After the government suggested an amnesty for tax evaders having sent their capital abroad, a businessman reacts: Repatriating my capital? And then what? My factories? Le Canard enchaîné, 4 August 2004.

René Pétillon (/fr/; 12 December 1945 – 30 September 2018) was a French satirical and political cartoonist and comics artist born in Lesneven. As a cartoonist, he was most famous for his work in Canard Enchaîné. As a comics artist, his best-known and longest-running series was the humorous comic strip Jack Palmer, about a goofy private detective.

Pétillon joined Pilote magazine in 1972. From 1993, he published cartoons in the Canard Enchaîné and he signed them as Pétillon.

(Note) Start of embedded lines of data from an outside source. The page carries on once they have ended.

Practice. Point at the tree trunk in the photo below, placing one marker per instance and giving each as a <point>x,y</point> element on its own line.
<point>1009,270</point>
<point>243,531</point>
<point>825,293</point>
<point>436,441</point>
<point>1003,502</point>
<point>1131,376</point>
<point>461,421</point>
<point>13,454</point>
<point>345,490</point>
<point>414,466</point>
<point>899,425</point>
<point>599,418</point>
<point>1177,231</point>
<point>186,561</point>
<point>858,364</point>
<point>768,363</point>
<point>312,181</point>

In 1989, he was awarded the Grand Prix de la ville at the Angoulême International Comics Festival. In 2002 he get the Grand prix de l'humour vache at the Salon international du dessin de presse et d'humour in Saint-Just-le-Martel.

In 2001, he published L'Enquête Corse ("The Corsican Enquiry"), dealing with the "independentist" groups in Corsica. The album was a popular and critical success, with 300,000 printed in French plus 30,000 in Corsican. A movie of the same name, starring Jean Reno, was based on the book and released in 2004.

His work appeared in L'Écho des Savanes too and in 2015 he also published in Charlie Hebdo.

He died in Paris in 2018 after a long illness.